Wednesday 20th January 2016
Its Annual Report time and this is the third year in front of your stakeholders. (BTW -Happy Birthday!) How would you feel about presenting the figures? Above is the dashboard of some of the data available at your disposal.
Overall its impressive, 10% share of the market, consistent revenue and "profit growth" and a track record of recruiting suppliers selling through your website - and from whom you receive a commission. The customer base too has grown, although with a little bit more investment you could communicate the benefits your product brings to more of your target market.
Even though the Dragons from the Den may be disappointed about margins (1%) they could not fail but to be impressed by the growth stats. Your Dragons are different however, as stakeholders they set the margins you could make, and your other objectives too. You are the Government Digital Service (GDS) and you are presenting the G Cloud figures.
Of course G Cloud is just a part of GDS's responsibility but the fact is the online catalogues figures are pretty impressive. A whole new, digital way of procurement that has involved users and vendors in its evolution to improve usability. The software foundations were laid in just four weeks and continues to get better. The current iteration interface is far easier to navigate in GC7 and the search functionality much improved.
But, being British I guess, the criticism of G Cloud is louder than the plaudits.
Critics point to Lot 4 (Specialist Cloud Services) dominating the Lot. Well around 80% of transactions by value has been recorded at being the consultancy services provided in this Lot - and it may appear high but does vary considerably between Departments. To digitise requires expertise, and to architect, develop and test new systems. Many departments are using consultants to deliver to them the infrastructure which enables citizen centric services to be delivered.
That Central Government accounts for 90% plus of all revenue critics put this down to the lack of awareness and understanding of G Cloud- Local Government is highlighted as being a particularly low user of G Cloud. Vendors are critical of the submission process and seek greater flexibility in updating services on the Cloud - which can be updated at the launch of each iteration of G Cloud. Initially intended to be 6 monthly G Cloud updates are becoming more of an annual event. But let's accentuate the positive for a moment.
G Cloud has saved the Government financially -the estimate from HMG for just 2015 is at £200m for the year. Over 50% of monthly sales are made by SMEs against an original target of 25%. The service is being looked at with envy by many foreign Governments looking to replicate the concept.
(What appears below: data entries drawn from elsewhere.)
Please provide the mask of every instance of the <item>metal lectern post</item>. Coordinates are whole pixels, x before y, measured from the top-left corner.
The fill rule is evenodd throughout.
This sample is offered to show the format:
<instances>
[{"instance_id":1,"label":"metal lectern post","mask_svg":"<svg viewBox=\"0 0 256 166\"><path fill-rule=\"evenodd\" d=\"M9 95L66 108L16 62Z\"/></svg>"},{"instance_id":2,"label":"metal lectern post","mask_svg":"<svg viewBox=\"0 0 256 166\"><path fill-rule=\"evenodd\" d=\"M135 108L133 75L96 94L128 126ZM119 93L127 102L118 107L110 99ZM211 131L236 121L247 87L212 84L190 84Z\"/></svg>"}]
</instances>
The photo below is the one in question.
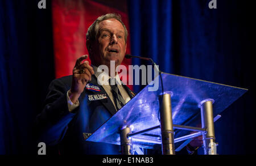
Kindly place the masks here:
<instances>
[{"instance_id":1,"label":"metal lectern post","mask_svg":"<svg viewBox=\"0 0 256 166\"><path fill-rule=\"evenodd\" d=\"M163 155L175 155L171 95L160 96L159 102L162 153Z\"/></svg>"},{"instance_id":2,"label":"metal lectern post","mask_svg":"<svg viewBox=\"0 0 256 166\"><path fill-rule=\"evenodd\" d=\"M207 99L200 104L202 128L207 129L207 132L203 134L205 155L217 154L212 107L213 102L213 99Z\"/></svg>"},{"instance_id":3,"label":"metal lectern post","mask_svg":"<svg viewBox=\"0 0 256 166\"><path fill-rule=\"evenodd\" d=\"M120 139L122 155L131 155L133 149L131 139L129 139L128 134L131 133L131 129L129 126L121 129L120 132Z\"/></svg>"}]
</instances>

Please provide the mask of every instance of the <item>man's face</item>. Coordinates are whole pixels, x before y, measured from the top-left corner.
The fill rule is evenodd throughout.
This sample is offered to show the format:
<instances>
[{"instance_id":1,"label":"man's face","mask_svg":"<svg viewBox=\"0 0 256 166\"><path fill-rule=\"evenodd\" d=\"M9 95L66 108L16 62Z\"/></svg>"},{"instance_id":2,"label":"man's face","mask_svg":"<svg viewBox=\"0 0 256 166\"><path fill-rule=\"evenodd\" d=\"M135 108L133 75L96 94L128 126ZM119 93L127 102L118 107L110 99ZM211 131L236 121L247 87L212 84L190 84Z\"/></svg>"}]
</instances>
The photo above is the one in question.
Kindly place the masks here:
<instances>
[{"instance_id":1,"label":"man's face","mask_svg":"<svg viewBox=\"0 0 256 166\"><path fill-rule=\"evenodd\" d=\"M110 19L100 23L96 42L93 45L93 65L110 67L114 61L115 67L120 65L126 51L125 29L117 20Z\"/></svg>"}]
</instances>

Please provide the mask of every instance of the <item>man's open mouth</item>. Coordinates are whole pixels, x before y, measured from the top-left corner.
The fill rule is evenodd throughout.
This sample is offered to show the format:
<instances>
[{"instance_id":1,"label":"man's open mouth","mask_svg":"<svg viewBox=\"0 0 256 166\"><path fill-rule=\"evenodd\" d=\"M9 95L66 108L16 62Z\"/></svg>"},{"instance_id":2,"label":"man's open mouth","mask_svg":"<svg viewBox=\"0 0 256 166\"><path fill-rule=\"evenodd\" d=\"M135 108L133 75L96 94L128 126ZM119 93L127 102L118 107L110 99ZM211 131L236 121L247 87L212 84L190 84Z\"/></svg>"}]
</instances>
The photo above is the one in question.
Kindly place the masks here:
<instances>
[{"instance_id":1,"label":"man's open mouth","mask_svg":"<svg viewBox=\"0 0 256 166\"><path fill-rule=\"evenodd\" d=\"M109 50L109 52L110 53L118 53L118 51L117 49L110 49Z\"/></svg>"}]
</instances>

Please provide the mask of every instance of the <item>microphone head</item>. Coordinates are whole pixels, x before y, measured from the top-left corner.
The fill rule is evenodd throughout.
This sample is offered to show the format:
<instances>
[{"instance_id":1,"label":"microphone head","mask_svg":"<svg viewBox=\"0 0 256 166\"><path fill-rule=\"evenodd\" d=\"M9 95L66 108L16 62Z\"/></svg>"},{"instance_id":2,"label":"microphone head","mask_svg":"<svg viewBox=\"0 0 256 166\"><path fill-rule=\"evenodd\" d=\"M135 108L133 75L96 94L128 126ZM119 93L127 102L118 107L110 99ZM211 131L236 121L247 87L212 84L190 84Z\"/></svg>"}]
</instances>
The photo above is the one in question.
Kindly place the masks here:
<instances>
[{"instance_id":1,"label":"microphone head","mask_svg":"<svg viewBox=\"0 0 256 166\"><path fill-rule=\"evenodd\" d=\"M130 54L126 54L125 57L127 59L130 59L131 58L131 55Z\"/></svg>"}]
</instances>

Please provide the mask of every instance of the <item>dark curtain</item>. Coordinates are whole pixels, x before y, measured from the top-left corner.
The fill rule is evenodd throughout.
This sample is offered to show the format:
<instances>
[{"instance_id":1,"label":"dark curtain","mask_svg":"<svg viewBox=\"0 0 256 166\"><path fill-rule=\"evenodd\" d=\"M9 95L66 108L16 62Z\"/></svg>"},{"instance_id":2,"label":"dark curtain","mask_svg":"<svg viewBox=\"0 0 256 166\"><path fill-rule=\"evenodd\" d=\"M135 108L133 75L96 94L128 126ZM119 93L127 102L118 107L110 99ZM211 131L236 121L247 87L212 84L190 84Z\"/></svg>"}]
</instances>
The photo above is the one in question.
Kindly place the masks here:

The potential of adopting a similar channel for other procurement lines (Police equipment, Health Supplies etc.) has yet to be fully explored but G Cloud shows that an online catalogue can be used in the public sector.
So G Cloud has been the catalyst for debate and facilitated a cultural change in Whitehall - which is often perceived as being oppose to change. Although not a key objective of G Cloud perhaps that cultural shift is its most remarkable achievement! By reducing procurement time and in enabling online comparison of prices, products and services GDS is enabling the efficiency savings demanded of the Public Sector to have a chance of being delivered.
So Happy 4th Birthday G Cloud you can be proud of your achievements to date :)
All figures obtained from the GDS website.